Masyarakat sangat kecewa dan menegaskan dengan keras: hukum serta qanun syariat Islam tidak boleh hanya diterapkan kepada masyarakat biasa atau yang kurang mampu saja. Peraturan itu berlaku untuk semua orang tanpa terkecuali, termasuk petugas yang diberi amanah untuk menegakkannya sendiri.

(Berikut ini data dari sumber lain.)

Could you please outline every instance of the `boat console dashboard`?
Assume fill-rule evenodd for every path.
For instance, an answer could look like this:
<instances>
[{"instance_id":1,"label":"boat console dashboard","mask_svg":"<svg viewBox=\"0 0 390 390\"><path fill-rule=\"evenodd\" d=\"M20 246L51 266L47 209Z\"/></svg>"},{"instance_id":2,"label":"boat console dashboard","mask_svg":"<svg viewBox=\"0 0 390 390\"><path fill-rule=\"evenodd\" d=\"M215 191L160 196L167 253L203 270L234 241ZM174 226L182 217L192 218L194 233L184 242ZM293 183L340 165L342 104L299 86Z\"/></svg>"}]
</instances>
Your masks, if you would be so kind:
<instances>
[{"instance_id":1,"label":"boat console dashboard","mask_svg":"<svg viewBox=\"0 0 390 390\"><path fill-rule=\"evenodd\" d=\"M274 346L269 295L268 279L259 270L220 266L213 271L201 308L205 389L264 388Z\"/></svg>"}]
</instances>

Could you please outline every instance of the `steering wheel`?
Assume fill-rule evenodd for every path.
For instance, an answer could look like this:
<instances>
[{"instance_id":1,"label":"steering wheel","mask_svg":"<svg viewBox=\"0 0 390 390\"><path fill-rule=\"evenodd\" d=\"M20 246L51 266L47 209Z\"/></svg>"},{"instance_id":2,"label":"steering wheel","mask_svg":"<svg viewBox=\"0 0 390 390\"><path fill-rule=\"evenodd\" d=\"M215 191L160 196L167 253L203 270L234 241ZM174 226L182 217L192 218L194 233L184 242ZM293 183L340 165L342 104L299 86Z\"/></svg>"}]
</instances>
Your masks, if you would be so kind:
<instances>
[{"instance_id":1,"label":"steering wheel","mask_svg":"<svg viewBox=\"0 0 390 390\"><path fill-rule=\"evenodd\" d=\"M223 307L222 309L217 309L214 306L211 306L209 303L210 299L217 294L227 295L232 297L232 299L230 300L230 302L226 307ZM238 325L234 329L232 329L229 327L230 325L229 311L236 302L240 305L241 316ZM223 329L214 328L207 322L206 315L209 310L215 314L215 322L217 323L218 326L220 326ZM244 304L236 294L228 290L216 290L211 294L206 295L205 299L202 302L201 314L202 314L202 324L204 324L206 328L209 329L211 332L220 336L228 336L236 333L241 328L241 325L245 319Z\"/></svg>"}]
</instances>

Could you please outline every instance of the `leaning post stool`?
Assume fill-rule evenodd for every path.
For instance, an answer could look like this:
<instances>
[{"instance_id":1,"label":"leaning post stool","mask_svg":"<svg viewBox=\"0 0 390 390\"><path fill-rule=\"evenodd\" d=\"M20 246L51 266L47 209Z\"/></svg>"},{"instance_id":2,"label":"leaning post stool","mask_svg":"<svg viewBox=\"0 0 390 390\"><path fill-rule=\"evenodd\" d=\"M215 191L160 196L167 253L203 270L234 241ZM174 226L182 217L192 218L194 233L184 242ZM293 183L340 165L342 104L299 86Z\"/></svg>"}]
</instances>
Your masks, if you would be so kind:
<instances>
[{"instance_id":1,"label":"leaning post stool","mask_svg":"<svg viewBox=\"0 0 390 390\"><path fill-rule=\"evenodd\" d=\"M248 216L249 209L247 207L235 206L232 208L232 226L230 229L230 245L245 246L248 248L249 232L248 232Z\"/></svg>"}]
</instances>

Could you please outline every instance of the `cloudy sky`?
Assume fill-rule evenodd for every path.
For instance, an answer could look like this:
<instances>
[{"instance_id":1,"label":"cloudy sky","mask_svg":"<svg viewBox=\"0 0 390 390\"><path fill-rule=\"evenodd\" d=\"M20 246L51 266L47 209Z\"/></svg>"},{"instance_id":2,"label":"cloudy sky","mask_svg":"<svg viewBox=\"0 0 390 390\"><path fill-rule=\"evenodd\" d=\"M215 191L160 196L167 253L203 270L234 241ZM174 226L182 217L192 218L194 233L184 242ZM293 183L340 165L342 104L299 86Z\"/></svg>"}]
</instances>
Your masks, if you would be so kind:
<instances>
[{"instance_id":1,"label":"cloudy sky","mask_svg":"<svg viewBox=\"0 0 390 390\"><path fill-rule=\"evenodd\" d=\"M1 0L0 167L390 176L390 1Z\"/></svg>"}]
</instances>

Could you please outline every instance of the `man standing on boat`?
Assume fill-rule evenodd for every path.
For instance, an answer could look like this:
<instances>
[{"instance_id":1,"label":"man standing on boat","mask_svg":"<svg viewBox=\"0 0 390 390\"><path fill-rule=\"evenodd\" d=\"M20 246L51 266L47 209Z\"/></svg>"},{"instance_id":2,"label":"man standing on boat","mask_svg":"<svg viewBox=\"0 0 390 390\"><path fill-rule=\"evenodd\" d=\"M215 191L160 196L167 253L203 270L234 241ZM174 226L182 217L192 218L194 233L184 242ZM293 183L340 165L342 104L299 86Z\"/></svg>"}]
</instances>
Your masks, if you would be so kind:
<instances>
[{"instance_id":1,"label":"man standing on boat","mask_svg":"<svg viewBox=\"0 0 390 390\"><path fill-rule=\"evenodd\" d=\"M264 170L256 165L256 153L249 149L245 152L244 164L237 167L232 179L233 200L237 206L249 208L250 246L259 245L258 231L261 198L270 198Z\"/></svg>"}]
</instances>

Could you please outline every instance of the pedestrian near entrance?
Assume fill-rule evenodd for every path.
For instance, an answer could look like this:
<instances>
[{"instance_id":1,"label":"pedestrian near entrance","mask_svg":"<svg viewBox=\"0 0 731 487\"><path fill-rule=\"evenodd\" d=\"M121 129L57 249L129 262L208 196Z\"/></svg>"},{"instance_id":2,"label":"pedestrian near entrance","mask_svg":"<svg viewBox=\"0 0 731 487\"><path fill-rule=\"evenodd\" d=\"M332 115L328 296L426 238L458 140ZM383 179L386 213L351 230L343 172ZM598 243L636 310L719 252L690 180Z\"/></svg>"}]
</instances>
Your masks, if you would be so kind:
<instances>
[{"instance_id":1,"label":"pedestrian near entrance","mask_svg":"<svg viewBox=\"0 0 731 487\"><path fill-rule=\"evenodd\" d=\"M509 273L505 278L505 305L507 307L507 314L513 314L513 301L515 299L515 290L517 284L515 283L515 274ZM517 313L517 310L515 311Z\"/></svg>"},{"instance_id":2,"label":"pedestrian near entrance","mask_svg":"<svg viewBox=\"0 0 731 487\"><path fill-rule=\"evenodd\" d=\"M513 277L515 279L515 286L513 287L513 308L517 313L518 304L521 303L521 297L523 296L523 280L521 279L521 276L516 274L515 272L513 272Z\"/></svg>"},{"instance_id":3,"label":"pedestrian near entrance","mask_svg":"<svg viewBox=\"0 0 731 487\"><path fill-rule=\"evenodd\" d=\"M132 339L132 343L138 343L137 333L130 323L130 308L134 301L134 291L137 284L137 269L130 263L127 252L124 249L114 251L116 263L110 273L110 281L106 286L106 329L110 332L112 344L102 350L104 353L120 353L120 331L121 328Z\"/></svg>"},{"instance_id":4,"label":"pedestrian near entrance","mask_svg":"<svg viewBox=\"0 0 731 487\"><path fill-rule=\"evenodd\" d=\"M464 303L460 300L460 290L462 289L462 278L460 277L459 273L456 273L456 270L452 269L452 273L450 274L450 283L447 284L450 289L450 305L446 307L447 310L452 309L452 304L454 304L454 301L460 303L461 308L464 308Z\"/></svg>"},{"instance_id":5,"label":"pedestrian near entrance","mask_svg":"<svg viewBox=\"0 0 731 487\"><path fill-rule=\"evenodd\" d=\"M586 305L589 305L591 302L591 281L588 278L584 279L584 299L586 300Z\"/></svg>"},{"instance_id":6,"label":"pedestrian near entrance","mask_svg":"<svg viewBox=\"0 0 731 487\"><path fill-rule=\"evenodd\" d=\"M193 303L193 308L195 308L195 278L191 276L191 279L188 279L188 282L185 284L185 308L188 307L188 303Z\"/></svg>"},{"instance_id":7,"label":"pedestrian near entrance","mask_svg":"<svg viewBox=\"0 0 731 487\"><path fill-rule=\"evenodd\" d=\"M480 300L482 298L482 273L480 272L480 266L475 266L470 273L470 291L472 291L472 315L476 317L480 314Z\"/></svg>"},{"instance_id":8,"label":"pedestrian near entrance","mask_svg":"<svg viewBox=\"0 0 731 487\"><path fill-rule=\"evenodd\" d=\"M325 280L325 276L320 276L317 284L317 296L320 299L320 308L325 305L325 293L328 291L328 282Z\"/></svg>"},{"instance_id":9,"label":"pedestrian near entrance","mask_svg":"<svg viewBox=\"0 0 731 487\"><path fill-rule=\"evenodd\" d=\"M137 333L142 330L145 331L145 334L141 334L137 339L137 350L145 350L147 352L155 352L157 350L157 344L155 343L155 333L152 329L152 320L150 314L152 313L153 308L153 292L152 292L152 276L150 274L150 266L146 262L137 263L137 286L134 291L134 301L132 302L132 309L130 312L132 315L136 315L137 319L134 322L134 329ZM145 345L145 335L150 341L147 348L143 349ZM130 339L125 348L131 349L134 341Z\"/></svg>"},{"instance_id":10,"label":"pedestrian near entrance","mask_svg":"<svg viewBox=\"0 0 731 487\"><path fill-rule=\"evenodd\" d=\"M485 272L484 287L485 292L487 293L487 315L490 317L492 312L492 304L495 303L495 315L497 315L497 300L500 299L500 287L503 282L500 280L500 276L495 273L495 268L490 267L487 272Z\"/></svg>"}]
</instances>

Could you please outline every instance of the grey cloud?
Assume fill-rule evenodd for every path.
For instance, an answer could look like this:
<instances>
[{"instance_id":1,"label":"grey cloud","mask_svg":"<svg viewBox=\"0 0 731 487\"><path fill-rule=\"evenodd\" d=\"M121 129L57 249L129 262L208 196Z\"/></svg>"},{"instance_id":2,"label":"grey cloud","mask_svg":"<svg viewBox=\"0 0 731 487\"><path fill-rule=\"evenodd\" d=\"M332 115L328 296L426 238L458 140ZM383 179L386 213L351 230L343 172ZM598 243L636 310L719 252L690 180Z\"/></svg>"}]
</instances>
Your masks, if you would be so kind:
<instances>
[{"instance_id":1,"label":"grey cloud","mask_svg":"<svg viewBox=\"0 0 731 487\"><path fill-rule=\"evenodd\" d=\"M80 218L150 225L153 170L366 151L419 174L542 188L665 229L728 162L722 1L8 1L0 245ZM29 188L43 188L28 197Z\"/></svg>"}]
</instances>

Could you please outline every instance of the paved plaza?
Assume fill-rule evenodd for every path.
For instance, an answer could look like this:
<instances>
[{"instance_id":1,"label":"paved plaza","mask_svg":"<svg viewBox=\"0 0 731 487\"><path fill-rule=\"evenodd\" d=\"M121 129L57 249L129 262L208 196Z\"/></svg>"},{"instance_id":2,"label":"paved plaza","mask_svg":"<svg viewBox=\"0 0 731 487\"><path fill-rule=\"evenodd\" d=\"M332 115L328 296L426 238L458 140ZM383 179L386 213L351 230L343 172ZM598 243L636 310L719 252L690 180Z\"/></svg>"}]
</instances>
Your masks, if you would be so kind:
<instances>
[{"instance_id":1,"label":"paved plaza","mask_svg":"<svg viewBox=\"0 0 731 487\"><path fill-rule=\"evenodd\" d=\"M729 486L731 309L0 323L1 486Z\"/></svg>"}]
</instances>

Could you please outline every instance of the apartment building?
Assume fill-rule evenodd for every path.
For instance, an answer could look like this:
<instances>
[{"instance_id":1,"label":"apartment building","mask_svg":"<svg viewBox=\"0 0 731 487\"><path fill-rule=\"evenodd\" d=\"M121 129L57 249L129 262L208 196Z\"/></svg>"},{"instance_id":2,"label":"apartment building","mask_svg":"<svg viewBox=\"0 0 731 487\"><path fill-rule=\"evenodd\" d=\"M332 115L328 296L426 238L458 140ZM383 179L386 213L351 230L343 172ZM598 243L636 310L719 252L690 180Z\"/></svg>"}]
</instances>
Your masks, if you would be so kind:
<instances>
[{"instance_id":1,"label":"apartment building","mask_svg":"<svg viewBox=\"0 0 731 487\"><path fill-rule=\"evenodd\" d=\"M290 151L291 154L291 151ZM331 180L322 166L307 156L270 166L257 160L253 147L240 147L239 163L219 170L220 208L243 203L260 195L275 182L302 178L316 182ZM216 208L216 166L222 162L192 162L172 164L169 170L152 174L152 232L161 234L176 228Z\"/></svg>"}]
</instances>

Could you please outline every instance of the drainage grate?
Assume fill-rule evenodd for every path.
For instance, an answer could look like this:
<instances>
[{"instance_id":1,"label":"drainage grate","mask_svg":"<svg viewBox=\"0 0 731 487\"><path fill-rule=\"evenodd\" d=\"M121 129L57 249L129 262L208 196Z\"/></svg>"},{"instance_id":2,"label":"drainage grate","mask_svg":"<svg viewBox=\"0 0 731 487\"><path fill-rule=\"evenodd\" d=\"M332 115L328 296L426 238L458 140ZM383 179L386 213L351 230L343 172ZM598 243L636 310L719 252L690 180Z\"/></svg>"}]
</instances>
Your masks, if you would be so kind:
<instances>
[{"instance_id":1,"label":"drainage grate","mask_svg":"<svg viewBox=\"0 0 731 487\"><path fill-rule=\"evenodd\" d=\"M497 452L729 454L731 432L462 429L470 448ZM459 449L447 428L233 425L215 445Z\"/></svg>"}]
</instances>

Jangan sampai jika ada kesalahan kecil dari masyarakat, justru diperbesar-besarkan dan dibuat malu di depan umum, sementara petugas yang berbuat salah besar dibiarkan begitu saja.
Kelakuan ketiga oknum ini terbukti melanggar aturan yang berlaku, antara lain:
1. Qanun Aceh Nomor 14 Tahun 2003 tentang Larangan Perbuatan Maksiat
2. Qanun Aceh Nomor 11 Tahun 2018 tentang Perubahan Atas Qanun Nomor 14 Tahun 2003
3. Undang-Undang Nomor 5 Tahun 2014 tentang Aparatur Sipil Negara
4. Peraturan Pemerintah Nomor 94 Tahun 2021 tentang Disiplin Pegawai Negeri Sipil
Masyarakat Aceh kini menunggu dengan sabar namun penuh harap hasil keputusan yang akan diambil oleh pimpinan Satpol PP Kabupaten Bireuen dan Bupati Bireuen. Gara-gara kelakuan tiga orang ini, citra dan nama baik seluruh petugas Satpol PP yang bekerja jujur, taat aturan, dan berdedikasi tinggi menjadi rusak seketika.
Oleh karena itu, masyarakat menuntut agar tidak ada kompromi lagi. Sanksi yang pantas untuk pelanggaran berat ini adalah pemecatan secara langsung dan tidak hormat. Jangan sampai ketidakadilan membuat kepercayaan masyarakat terhadap penegak hukum semakin hilang. Hingga saat ini belum ada tanggapan resmi dari pihak instansi terkait.